Глава VUPEN, Чауки Бекрар, прокомментировал нынешнюю ситуацию с безопасностью браузеров и подключаемых модулей так:

В целом писать эксплойты стало значительно сложнее. Это, правда, не касается Oracle JRE из-за отсутствия адекватной песочницы. А вот с Flash совершенно иная ситуация: он постоянно обновляется, а Adobe провела отличную работу по укреплению механизмов безопасности модуля. Сейчас для создания надёжного эксплойта для Flash требуется куда больше времени, чем для JRE, а пока ты работаешь, Adobe выпускает массу хот-фиксов, которые ломают половину твоего кода, и приходится начинать заново.

Oracle необходимо просто полностью переписать код своего модуля, так как даже если в JRE появится песочница, то всех проблем она не решит, а только поправит самые очевидные ляпы, но от внимательного подхода даже песочница не спасёт, потому что кодовая база слишком большая.

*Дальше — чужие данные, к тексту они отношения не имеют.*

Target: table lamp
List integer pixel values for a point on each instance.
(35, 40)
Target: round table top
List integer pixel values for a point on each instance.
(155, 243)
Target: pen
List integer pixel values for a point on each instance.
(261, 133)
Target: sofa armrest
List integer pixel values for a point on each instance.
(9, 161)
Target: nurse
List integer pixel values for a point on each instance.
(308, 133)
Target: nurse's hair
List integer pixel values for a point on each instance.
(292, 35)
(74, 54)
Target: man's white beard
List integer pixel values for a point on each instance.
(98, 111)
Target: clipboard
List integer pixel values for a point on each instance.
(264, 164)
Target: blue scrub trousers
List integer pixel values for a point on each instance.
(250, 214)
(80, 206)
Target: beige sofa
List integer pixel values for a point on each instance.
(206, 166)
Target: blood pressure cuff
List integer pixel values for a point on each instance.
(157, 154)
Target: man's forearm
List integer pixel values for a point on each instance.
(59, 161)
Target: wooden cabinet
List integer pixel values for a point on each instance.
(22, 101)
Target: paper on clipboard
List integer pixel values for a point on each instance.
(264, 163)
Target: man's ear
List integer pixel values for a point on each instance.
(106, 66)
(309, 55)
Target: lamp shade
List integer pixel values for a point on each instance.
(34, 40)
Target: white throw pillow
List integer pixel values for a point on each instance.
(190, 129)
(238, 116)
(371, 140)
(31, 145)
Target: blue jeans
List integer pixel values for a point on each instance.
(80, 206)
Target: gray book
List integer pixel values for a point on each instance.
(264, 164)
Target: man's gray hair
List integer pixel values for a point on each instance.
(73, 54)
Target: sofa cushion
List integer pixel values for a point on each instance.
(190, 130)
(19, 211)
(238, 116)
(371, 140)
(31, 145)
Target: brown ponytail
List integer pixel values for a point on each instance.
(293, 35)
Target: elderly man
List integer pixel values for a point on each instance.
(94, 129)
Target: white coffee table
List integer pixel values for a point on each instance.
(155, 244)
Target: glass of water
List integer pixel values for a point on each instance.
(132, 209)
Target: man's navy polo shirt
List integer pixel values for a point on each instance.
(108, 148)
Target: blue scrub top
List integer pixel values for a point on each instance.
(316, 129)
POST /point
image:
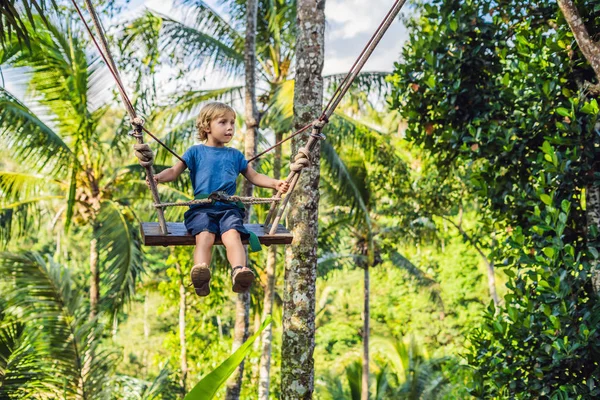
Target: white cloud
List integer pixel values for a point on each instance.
(348, 18)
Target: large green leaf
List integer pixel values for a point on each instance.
(208, 386)
(31, 141)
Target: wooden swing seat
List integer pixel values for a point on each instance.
(179, 236)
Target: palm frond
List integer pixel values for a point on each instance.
(32, 142)
(15, 186)
(17, 18)
(18, 219)
(121, 254)
(421, 278)
(184, 107)
(369, 82)
(61, 77)
(203, 45)
(42, 294)
(280, 112)
(375, 147)
(22, 373)
(349, 184)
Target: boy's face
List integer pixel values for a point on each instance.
(222, 129)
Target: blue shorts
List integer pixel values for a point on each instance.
(217, 220)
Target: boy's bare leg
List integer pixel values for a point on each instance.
(241, 275)
(200, 273)
(203, 249)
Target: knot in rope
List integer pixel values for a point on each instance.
(144, 153)
(138, 122)
(301, 160)
(319, 123)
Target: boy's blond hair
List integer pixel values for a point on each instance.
(207, 114)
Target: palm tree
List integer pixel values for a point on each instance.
(205, 40)
(16, 17)
(252, 119)
(67, 162)
(417, 375)
(46, 341)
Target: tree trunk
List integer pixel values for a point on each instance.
(591, 51)
(182, 338)
(264, 379)
(94, 274)
(366, 316)
(589, 48)
(297, 366)
(242, 316)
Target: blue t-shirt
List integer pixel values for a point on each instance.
(214, 169)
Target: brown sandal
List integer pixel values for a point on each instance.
(200, 275)
(242, 278)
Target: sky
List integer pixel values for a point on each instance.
(350, 24)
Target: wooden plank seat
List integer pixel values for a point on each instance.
(179, 236)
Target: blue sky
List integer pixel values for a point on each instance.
(350, 24)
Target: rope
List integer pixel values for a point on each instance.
(362, 59)
(350, 77)
(106, 55)
(234, 199)
(299, 131)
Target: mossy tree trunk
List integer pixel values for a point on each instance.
(264, 379)
(297, 365)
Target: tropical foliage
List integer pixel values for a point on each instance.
(467, 207)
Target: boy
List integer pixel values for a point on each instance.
(214, 167)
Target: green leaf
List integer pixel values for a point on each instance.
(431, 81)
(590, 108)
(208, 386)
(547, 200)
(453, 25)
(549, 252)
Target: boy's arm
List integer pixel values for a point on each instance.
(264, 181)
(170, 174)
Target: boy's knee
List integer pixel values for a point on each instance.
(231, 236)
(205, 239)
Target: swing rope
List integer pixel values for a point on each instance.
(302, 158)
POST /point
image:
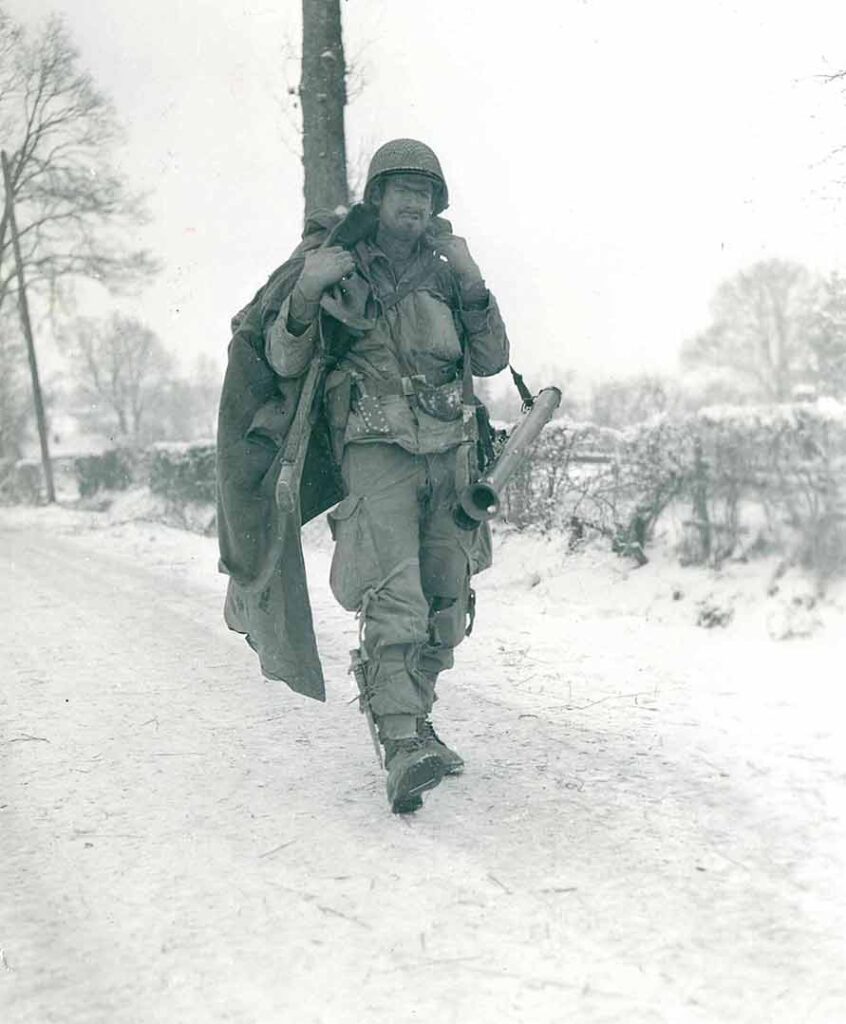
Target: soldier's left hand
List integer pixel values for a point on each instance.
(455, 250)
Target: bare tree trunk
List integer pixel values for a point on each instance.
(323, 93)
(28, 334)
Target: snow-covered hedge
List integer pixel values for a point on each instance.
(114, 469)
(744, 479)
(182, 472)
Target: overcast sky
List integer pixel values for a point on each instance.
(608, 162)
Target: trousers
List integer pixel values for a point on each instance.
(403, 563)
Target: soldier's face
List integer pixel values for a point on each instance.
(406, 207)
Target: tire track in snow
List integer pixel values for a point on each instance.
(242, 864)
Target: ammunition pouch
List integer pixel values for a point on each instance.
(438, 392)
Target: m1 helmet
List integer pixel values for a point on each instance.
(409, 157)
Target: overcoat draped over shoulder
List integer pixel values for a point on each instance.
(267, 428)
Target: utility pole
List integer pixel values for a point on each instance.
(323, 95)
(28, 332)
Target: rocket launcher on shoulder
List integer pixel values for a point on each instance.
(480, 501)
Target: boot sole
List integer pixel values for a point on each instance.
(420, 776)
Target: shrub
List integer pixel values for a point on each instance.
(112, 470)
(183, 472)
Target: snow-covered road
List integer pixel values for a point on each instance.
(651, 826)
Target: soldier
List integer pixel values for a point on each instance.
(419, 322)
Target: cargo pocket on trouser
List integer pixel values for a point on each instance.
(446, 571)
(354, 563)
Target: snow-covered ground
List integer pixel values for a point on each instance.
(651, 826)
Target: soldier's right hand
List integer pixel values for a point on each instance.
(323, 268)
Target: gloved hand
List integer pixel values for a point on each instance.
(323, 268)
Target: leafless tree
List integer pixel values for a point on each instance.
(323, 95)
(73, 208)
(759, 337)
(120, 368)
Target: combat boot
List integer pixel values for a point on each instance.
(453, 761)
(413, 767)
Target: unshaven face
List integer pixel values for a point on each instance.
(406, 206)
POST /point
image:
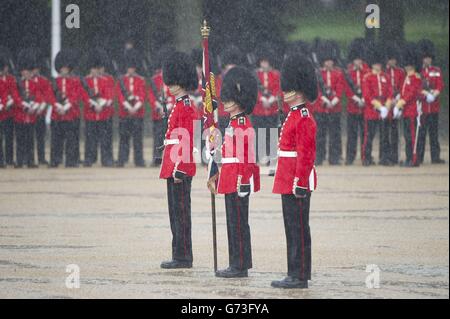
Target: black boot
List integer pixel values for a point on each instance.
(175, 264)
(290, 283)
(231, 272)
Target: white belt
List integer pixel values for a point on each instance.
(230, 160)
(171, 142)
(287, 153)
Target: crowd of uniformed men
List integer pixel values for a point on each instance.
(386, 87)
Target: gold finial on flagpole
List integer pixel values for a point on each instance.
(205, 29)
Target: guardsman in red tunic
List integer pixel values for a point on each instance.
(178, 166)
(357, 69)
(131, 93)
(329, 107)
(396, 77)
(66, 112)
(99, 113)
(25, 111)
(433, 86)
(239, 175)
(158, 96)
(409, 105)
(265, 116)
(8, 98)
(377, 93)
(295, 177)
(40, 127)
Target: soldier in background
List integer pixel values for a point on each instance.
(295, 177)
(66, 111)
(131, 110)
(239, 175)
(8, 98)
(396, 78)
(159, 95)
(178, 166)
(265, 115)
(357, 69)
(432, 88)
(45, 88)
(377, 93)
(99, 112)
(25, 111)
(328, 106)
(408, 106)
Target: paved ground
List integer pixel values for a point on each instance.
(113, 224)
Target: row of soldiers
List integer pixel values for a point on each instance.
(382, 84)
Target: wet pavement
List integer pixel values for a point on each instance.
(113, 224)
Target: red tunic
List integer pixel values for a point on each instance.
(33, 93)
(334, 82)
(9, 96)
(161, 89)
(432, 77)
(238, 157)
(103, 87)
(357, 76)
(297, 153)
(270, 81)
(411, 93)
(179, 140)
(72, 92)
(135, 86)
(375, 87)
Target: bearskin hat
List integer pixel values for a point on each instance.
(65, 58)
(326, 50)
(240, 86)
(232, 55)
(179, 69)
(411, 55)
(298, 74)
(357, 49)
(427, 48)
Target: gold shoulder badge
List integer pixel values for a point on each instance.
(305, 112)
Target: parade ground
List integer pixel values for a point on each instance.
(112, 225)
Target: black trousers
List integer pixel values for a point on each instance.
(430, 126)
(24, 144)
(265, 123)
(179, 200)
(298, 235)
(238, 230)
(409, 132)
(99, 133)
(355, 130)
(65, 140)
(371, 127)
(40, 131)
(328, 126)
(158, 140)
(9, 141)
(131, 128)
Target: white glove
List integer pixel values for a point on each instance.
(430, 98)
(384, 111)
(397, 113)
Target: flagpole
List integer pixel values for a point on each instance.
(206, 72)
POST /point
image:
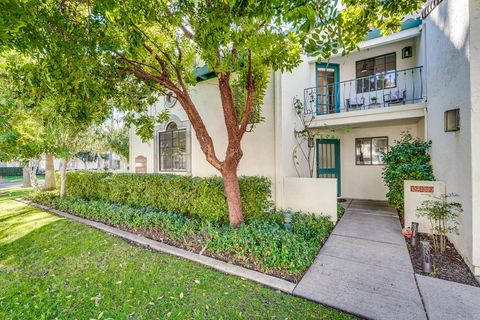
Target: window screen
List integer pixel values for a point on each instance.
(172, 149)
(370, 151)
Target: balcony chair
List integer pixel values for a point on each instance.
(355, 103)
(397, 96)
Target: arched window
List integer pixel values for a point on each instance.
(172, 148)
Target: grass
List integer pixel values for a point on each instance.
(56, 268)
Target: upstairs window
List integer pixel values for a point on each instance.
(376, 73)
(172, 148)
(370, 151)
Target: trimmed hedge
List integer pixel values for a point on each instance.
(202, 198)
(262, 244)
(11, 171)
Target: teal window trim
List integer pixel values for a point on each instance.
(338, 172)
(336, 67)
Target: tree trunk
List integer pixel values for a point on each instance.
(33, 174)
(63, 178)
(49, 173)
(27, 183)
(232, 192)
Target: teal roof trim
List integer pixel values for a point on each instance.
(408, 24)
(204, 73)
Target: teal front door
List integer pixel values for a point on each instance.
(328, 160)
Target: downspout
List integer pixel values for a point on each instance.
(278, 178)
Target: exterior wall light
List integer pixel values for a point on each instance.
(452, 120)
(407, 52)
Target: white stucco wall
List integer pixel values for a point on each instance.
(365, 181)
(448, 52)
(474, 12)
(311, 195)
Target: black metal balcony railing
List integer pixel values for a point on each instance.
(371, 92)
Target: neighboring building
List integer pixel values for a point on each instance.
(360, 105)
(10, 164)
(78, 164)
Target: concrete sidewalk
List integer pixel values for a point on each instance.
(364, 268)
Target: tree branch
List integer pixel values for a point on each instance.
(249, 100)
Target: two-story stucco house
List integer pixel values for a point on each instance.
(360, 104)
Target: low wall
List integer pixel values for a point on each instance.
(415, 192)
(313, 195)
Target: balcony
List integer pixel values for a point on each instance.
(382, 90)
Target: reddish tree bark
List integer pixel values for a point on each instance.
(236, 127)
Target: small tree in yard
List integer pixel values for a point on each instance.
(242, 42)
(407, 159)
(162, 41)
(443, 217)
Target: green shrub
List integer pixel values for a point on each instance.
(11, 171)
(197, 197)
(262, 243)
(407, 159)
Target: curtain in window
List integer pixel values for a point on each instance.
(172, 149)
(376, 73)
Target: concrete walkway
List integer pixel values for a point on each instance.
(364, 268)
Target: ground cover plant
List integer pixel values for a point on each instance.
(56, 268)
(263, 244)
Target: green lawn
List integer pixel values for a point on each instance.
(55, 268)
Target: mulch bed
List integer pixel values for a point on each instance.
(448, 265)
(193, 244)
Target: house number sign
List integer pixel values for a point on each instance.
(429, 189)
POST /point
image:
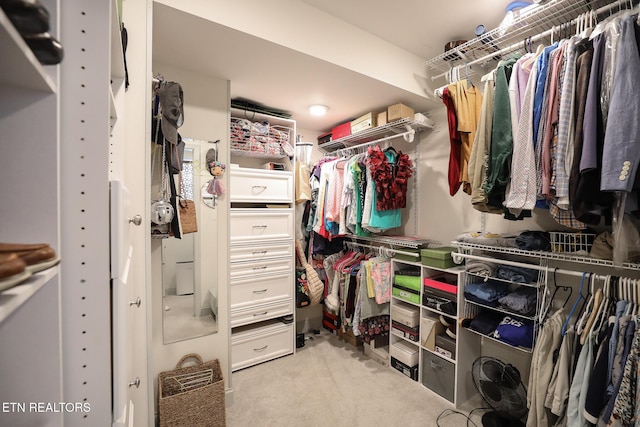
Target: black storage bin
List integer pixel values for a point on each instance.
(438, 375)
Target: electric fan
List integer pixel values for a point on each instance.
(500, 386)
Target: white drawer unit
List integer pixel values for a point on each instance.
(261, 267)
(253, 225)
(261, 186)
(258, 313)
(263, 251)
(248, 292)
(256, 345)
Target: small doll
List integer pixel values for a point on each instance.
(216, 169)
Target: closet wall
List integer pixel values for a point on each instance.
(206, 101)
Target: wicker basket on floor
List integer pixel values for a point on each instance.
(192, 396)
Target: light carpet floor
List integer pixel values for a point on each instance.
(331, 383)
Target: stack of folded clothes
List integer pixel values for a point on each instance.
(517, 274)
(487, 293)
(20, 261)
(521, 301)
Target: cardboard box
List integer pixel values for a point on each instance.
(324, 138)
(406, 294)
(405, 352)
(438, 257)
(412, 334)
(341, 131)
(399, 111)
(382, 119)
(364, 122)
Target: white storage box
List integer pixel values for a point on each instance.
(405, 313)
(405, 352)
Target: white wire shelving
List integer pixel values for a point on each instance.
(465, 247)
(403, 127)
(556, 18)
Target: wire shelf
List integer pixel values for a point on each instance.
(373, 134)
(557, 256)
(528, 22)
(403, 241)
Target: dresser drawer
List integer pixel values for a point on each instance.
(261, 289)
(258, 313)
(261, 186)
(260, 267)
(251, 225)
(256, 345)
(264, 251)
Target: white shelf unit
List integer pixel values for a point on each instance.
(446, 375)
(30, 313)
(262, 263)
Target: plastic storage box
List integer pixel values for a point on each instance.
(438, 257)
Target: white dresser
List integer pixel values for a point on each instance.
(262, 279)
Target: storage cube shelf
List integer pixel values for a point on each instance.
(418, 334)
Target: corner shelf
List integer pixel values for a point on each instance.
(368, 135)
(529, 22)
(14, 297)
(23, 68)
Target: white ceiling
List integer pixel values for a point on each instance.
(286, 79)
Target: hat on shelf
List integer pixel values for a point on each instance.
(172, 104)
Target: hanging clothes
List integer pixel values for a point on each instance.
(455, 144)
(468, 102)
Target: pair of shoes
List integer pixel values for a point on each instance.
(37, 257)
(12, 271)
(31, 20)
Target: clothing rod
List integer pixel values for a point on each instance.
(366, 144)
(537, 37)
(458, 255)
(397, 251)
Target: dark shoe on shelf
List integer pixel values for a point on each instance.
(12, 271)
(28, 16)
(45, 47)
(37, 256)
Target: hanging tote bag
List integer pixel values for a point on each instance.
(316, 287)
(192, 396)
(188, 219)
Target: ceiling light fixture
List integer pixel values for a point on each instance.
(318, 110)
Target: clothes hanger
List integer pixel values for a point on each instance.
(587, 308)
(579, 298)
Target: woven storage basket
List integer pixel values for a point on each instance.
(316, 286)
(192, 396)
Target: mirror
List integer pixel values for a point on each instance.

Что касается браузеров, то по нашему мнению самым безопасным браузером является Google Chrome, потому что у него самая развитая песочница. Да, WebKit - это проблема, но уязвимости в нём наталкиваются на общую архитектуру браузера, которая превращает написание эксплойта в настоящую боль. Одной из главных причин защищённости браузера в том, что ребята из Google думают не только о том, чтобы закрыть уязвимость, они очень активно развивают все механизмы защиты, предупреждая возможности для взлома и выхода из песочницы.

Что касается исправлений, то Mozilla и Google в течение 24 часов уже выпустили обновления для своих браузеров в основную ветку обновлений. Исправление уязвимостей Internet Explorer отложены, как минимум, до вторничного патча. Даты обновлений подключаемых модулей пока не названы, поэтому пока рекомендуется либо вообще выключить Flash Player, Reader и JRE, либо установить ограничение на запуск только на доверенных сайтах.

А вот с Pwnium 3 всё сложнее. Призовой фонд Google в $3,14159 млн. USD остался в целости по той причине, что никто не смог взломать Chrome OS ни в номинации только браузер ($110 тыс. USD), ни в номинации компрометация системы (использование любого компонента системы - за $150 тыс. USD). Тем не менее, команда Google заявила, что некоторые попытки взлома использовали несовершенство механизмов безопасности, поэтому меньшие поощрительные призы будут вручены позже.